## imports

In [25]:
import pandas as pd
import numpy as np
from sklearn.preprocessing import StandardScaler
from sklearn.feature_selection import VarianceThreshold
import warnings
import os

# Suppress warnings
warnings.filterwarnings('ignore', category=FutureWarning)
warnings.filterwarnings('ignore', category=pd.errors.SettingWithCopyWarning)

## load raw data

In [26]:
train = pd.read_csv("../data/train.csv")
test = pd.read_csv("../data/test.csv")

train.set_index('entity_id', inplace=True)
test.set_index('entity_id', inplace=True)

print(train.shape, test.shape)

(429, 11) (49, 9)


## Cleaning Function

In [27]:
def initial_clean_and_engineer(df: pd.DataFrame, is_training: bool) -> pd.DataFrame:
    
    cols_to_clean = [
        'revenue', 'overall_score',
        'environmental_score', 'social_score', 'governance_score'
    ]

    if is_training:
        cols_to_clean.extend(['target_scope_1', 'target_scope_2'])

    # Convert to numeric
    for col in cols_to_clean:
        df[col] = pd.to_numeric(df[col], errors='coerce')

    # Impute score columns with median
    score_cols = ['overall_score', 'environmental_score', 'social_score', 'governance_score']
    for col in score_cols:
        df[col] = df[col].fillna(df[col].median())

    # Drop rows missing essential columns
    df.dropna(subset=cols_to_clean, inplace=True)

    # Log transforms
    df['log_revenue'] = np.log1p(df['revenue'])
    df.drop(columns=['revenue'], inplace=True)

    if is_training:
        df['log_scope_1'] = np.log1p(df['target_scope_1'])
        df['log_scope_2'] = np.log1p(df['target_scope_2'])
        df.drop(columns=['target_scope_1', 'target_scope_2'], inplace=True)

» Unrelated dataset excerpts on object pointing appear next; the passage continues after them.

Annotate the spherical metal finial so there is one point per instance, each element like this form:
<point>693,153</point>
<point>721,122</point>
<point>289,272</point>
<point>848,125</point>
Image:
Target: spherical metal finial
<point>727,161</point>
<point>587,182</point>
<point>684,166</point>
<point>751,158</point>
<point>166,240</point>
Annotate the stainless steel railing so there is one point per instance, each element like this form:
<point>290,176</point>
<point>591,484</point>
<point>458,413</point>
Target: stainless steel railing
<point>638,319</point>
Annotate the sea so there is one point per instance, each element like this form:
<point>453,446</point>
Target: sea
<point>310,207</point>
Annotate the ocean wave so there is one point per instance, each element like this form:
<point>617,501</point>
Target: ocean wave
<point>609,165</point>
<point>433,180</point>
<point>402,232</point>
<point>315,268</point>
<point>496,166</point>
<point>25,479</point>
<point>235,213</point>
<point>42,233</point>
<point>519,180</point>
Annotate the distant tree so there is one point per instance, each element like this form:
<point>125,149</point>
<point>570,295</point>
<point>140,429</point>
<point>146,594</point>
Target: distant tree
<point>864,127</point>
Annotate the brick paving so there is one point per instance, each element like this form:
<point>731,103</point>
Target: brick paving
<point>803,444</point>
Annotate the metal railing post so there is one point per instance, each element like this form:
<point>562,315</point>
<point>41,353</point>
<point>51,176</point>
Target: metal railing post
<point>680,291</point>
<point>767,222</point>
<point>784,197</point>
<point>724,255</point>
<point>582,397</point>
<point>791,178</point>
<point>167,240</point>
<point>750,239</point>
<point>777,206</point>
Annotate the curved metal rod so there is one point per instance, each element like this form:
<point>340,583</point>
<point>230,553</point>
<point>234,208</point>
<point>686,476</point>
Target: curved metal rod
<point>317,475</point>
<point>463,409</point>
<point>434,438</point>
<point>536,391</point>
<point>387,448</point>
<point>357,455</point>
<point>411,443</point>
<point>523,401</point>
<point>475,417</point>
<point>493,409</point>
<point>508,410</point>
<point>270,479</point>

    # Drop unused text fields
    df.drop(columns=['region_name', 'country_name'], inplace=True, errors='ignore')

    return df

## Apply Cleaning & Split Features/Targets

In [28]:
train_clean = initial_clean_and_engineer(train.copy(), is_training=True)
test_clean = initial_clean_and_engineer(test.copy(), is_training=False)

TARGETS = ['log_scope_1', 'log_scope_2']
X_train = train_clean.drop(columns=TARGETS)
Y_train = train_clean[TARGETS]
X_test = test_clean.copy()

print("Initial cleaning complete.")
print("Train shape:", X_train.shape, "Test shape:", X_test.shape)

Initial cleaning complete.
Train shape: (429, 7) Test shape: (49, 7)


## Merge Prep

In [29]:
train_features = X_train.copy()
test_features  = X_test.copy()

print("Starting external merges...")

Starting external merges...


## External Feature: Sector Revenue Distribution

In [30]:
try:
    sect = pd.read_csv("../data/revenue_distribution_by_sector.csv")
    level_1_sect = (
        sect.pivot_table(
            values='revenue_pct',
            index='entity_id',
            columns='nace_level_1_code',
            aggfunc='sum',
            fill_value=0
        )
        .add_prefix('sect_')
        .add_suffix('_pct')
    )

    train_features = train_features.merge(level_1_sect, left_index=True, right_index=True, how='left')
    test_features = test_features.merge(level_1_sect, left_index=True, right_index=True, how='left')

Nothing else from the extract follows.